Defining the Australian Wine Palate?
There is a common, but debatable, impression that the American wine palate has been influenced by consumption of sweet carbonated drinks like Coca-Cola. This notion has even been implied in comments by Robert Parker; who also believes that the Japanese consumption of tea influences their preference of wine styles.

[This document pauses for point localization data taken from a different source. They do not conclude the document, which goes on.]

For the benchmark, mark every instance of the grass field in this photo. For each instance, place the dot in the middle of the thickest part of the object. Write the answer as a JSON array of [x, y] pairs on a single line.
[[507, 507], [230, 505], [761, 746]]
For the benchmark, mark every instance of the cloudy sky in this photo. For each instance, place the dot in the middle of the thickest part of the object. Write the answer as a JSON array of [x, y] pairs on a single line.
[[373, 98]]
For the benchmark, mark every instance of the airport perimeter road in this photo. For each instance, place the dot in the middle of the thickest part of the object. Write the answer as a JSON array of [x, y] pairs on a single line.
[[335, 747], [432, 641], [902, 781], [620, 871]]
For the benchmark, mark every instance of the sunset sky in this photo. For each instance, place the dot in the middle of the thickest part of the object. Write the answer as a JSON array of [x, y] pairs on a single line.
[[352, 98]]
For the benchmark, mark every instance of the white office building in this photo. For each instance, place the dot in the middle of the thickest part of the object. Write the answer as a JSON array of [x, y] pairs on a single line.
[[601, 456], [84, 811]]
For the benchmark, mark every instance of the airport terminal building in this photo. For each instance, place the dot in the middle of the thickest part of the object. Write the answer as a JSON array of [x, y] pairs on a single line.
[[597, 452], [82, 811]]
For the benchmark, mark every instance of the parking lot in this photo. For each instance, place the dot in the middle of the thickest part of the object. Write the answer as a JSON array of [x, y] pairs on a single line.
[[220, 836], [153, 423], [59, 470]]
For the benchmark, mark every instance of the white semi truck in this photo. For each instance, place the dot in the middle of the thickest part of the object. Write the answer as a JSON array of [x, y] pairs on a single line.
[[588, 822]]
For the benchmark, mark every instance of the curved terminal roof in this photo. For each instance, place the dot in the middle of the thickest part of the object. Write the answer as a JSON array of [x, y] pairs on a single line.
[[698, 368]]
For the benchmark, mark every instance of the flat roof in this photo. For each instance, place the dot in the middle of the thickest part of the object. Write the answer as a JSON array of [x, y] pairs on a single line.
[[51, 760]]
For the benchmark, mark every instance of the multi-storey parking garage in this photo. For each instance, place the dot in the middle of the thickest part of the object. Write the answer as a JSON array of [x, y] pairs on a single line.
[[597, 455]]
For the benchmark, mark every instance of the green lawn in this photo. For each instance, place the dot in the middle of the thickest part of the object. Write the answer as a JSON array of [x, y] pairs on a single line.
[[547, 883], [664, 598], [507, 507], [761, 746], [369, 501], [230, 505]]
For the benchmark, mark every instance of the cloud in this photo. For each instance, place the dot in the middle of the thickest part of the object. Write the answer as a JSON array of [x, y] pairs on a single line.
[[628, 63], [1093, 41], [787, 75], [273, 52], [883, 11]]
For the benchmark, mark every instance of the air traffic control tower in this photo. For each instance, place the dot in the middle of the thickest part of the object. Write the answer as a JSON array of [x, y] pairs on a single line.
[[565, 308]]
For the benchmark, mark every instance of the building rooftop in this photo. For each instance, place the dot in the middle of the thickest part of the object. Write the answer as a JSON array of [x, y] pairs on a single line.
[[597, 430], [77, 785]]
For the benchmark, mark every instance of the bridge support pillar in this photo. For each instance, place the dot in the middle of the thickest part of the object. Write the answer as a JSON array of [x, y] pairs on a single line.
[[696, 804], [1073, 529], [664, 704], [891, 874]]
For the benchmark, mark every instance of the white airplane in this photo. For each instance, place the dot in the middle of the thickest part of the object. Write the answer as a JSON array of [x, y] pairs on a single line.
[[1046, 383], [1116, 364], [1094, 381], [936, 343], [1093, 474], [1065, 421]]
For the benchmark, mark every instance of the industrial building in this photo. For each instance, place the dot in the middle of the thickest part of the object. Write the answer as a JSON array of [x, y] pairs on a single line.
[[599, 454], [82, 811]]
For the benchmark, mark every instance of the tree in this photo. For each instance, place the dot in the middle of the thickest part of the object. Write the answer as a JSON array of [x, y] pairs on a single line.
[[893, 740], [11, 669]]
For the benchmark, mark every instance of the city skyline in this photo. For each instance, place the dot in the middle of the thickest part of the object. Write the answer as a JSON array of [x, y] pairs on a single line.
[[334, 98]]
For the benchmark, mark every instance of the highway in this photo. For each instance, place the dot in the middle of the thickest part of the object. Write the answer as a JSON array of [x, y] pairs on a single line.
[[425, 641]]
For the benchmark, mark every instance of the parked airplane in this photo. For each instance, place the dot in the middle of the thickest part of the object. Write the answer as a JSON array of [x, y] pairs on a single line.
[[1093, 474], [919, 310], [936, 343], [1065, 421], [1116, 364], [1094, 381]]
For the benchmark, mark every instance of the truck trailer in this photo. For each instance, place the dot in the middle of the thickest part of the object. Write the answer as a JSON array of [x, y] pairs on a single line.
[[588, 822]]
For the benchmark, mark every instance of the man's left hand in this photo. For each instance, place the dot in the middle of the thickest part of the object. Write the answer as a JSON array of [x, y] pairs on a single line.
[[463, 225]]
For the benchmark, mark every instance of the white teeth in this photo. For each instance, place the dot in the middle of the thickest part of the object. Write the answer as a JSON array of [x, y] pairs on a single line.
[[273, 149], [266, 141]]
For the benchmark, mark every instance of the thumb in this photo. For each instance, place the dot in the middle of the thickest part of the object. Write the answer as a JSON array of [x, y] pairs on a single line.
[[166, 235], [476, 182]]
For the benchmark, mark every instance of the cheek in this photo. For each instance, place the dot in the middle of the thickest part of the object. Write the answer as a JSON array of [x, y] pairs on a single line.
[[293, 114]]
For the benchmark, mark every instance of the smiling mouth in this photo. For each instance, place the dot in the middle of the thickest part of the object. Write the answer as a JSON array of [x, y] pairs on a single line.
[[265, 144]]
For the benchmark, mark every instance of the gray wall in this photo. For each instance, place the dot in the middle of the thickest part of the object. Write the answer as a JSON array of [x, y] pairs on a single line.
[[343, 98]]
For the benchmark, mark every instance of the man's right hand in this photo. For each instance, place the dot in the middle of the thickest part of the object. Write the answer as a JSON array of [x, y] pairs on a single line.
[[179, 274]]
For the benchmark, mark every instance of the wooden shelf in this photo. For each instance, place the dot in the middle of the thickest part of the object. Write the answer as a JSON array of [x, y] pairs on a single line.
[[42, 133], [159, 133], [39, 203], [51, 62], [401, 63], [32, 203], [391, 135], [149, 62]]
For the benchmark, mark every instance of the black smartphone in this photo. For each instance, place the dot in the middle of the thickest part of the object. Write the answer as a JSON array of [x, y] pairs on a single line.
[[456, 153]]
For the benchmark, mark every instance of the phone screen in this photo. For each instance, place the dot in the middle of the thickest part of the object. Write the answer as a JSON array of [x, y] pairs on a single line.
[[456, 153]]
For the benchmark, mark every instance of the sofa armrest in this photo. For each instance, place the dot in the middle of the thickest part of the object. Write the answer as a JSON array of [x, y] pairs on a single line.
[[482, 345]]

But what defines the Australian wine palate? Having been born in Australia and begun my wine appreciation there, but lived in the USA for the last 20 or so years, my own preferences seem to have changed. My early favorite wines were Penfold’s Bin 389 and Redman’s Claret (Shiraz). My memory of the latter is of a medium bodied wine with good Shiraz character and loads of acidity. When I first came to the USA (1982) my initial impression was that California wines lacked body, they were like diluted Redman’s! But I developed a taste for them as Aussie wines were few and far between in California wine shops in those days. Fast forward to the mid-90’s and the rise of Rosemount Shiraz. Others may know when the change occurred in this wine. Although others suggest that a special bottling is made for the USA. But what is clear is when I first tasted the wine in the USA it was vastly different from what I remember from Australia. All of a sudden here was a wine with ripe fruit flavors, in fact it smelled not unlike a glass of liquid blueberry/blackberry jam. It was a wine you could easily appreciate; the same is not so true of recent vintages.
The trend for these rich, ripe wines has continued to the present day as most Aussie Shiraz that reaches the USA are characterized by rich, ripe aromas backup up with the vanilla from American oak. Many say that these wines are made for the American market, but it is clear that the style is also favored in Australia. Critics like Halliday, Mattinson, and Oliver give many of these wines high points – it is not just a Parker phenomenon.